The billboard above recently piqued my interest. Reflexively, I posted this rather cynical tweet on Twitter. Far too often, I experience traditional corporate consultancies as mills that grind slowly. Support the customer in his idleness. Transformational doing? How paradoxical to advertise with that concept, when most of the work is theoretical and hypothetical. And to then leave the project ship, when one has to make a decision, when one must decide between 1 and 0. Decide, code, develop.
Spontaneously, one wants to call out, “Go to SAP and find out how to get this airport ad thingy right.” (The Best-Run Businesses Run SAP)
Later, I began to have misgivings; maybe they really mean it that way. Isn’t there actually a movement to be observed, especially with larger corporate consultancies, toward “implementing”, rather than just thinking about it. In my mind’s eye I went through experiences and market trends of the past few months just to arrive at the conclusion: Yes, this is the case. A few examples?

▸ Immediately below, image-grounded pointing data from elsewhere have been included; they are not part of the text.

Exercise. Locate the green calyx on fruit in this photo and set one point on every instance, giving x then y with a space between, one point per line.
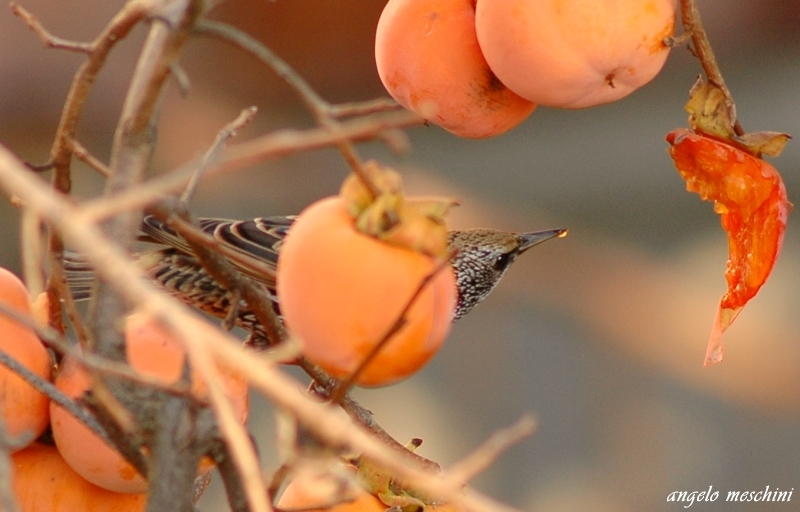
414 223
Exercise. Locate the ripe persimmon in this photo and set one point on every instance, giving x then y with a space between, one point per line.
25 410
341 290
574 53
152 351
429 60
43 482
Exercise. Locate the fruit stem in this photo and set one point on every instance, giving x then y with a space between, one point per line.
693 25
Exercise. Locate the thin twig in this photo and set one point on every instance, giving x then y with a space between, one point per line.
31 241
362 108
53 394
343 387
7 446
320 109
60 153
83 154
53 339
227 132
49 40
485 455
276 144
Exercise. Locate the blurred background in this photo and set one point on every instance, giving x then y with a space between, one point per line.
600 335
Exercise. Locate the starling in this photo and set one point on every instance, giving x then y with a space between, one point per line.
482 258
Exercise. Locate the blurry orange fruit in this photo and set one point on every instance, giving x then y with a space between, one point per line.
25 410
429 60
340 291
153 351
43 482
574 53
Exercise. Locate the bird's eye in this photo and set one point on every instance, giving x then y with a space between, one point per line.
502 261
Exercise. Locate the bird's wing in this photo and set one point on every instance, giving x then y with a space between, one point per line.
257 240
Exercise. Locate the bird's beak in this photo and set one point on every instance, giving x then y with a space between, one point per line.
528 240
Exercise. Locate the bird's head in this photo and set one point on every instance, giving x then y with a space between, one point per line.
482 258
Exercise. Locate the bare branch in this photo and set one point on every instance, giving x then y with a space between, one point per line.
485 455
227 132
276 144
46 37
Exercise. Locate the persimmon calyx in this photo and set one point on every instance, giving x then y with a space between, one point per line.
712 114
380 482
414 223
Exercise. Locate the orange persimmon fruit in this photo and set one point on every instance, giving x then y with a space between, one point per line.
25 410
429 60
154 352
574 53
340 291
43 482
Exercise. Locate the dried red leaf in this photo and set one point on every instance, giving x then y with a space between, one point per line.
750 197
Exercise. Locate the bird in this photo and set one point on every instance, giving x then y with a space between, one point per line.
481 258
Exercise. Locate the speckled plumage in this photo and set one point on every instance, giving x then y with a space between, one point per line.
483 256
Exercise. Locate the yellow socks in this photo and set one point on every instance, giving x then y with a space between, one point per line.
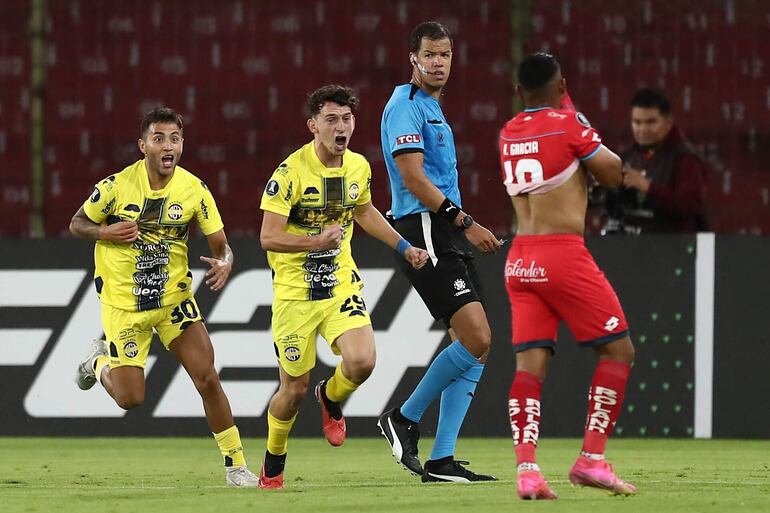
101 362
278 434
229 442
339 388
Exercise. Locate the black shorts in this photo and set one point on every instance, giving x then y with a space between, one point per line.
449 280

In February of this year, KPMG acquired the digital service provider Crimsonwing, a company that has established itself in the Enterprise sector with Magento and other well-known systems such as MS Dynamics. The synergies are obvious; whereas KPMG already owns the customer relationship, it’s usually a simple matter to ensure that an affiliate company within the group is given the task of implemenation. This is legitimate. Here’s KPGM‘s take on the acquisition, as expressed in a press release:
“The acquisition is consistent with KPMG’s strategy of building an advisory practice which combines business expertise with the underlying technology capabilities required to implement business solutions.”
My conversations with representatives of other medium-sized corporate consultancies has shown me that this is definitely a much-discussed issue internally: How can one tap a larger share of the entire digital value chain? To enter the market for implementing projects is not only obvious, it’s also the right way to go.
This trend is also driven by the increasing use of agile project methodologies. Due to market pressure, customers want to implement faster; this means that conceptual planning and consulting play a smaller role in the process, as most detail concepts are “built” in sprints, depending on the situation. And usually with the technical service provider and not the corporate consultant. I experience this with almost all of our projects – which are not strictly about implementation anymore – especially in the really big projects.
Naturally, this impacts corporate consultants substantially, as exactly these solution concepts traditionally were and remain good business. Not only that: For these kinds of projects, companies can hire cost-efficient young guns directly from the university, who will pay for themselves in the long run.
Recently, I had the privilege of giving a keynote on “Digital transformation: What concern is it to us?” at the TYPO3camp in Munich, where I addressed precisely this issue. And one of the core messages I wanted the audience to take with them was that we (the agencies) shouldn’t let anyone get the better of us. In other words: We shouldn’t recklessly give away our implementation know-how to corporate consultants.
After the presentation a member of the audience approached me and said that we Internet service providers did exactly that a few years ago with the consulting business of ad agencies, which of course is true. Caught on the wrong foot, I could only reply with the less-than-objective answer that I, as someone representing agencies, was biased and partial and actually thought this was a good idea. Ouch.
Anyway, it is a market. And everything is allowed within the legal and moral boundaries. Therefore, I find that the efforts of large corporate consultancies are legitimate, at least for now. I expect, however, that such a path is filled with obstacles. Simple reason: the reputation of consultants beyond strategic consulting is too poor with many mid-level managers.
What remains are basically two options for agencies. They can either sell the majority of the agency to a corporate consultancy at a premium price or – my personal preference – focus on garnering more of the consulting side of the project business from the large companies. For the former, it is necessary that agencies do their entrepreneurial homework; for the latter, I think the chances are good to get a piece of the pie, especially from medium-sized businesses.
If the agencies succeed at making inroads on the consultancy side of the equation, they don’t necessarily have to call themselves full-service agencies (BTW: Most customers have come to realize by now that it isn’t possible to provide a full-service range with less than 200 employees). No, it is entirely sufficient to deliver results as quickly as possible using Agile methodologies and technical expertise. In the end, that is what customers really want.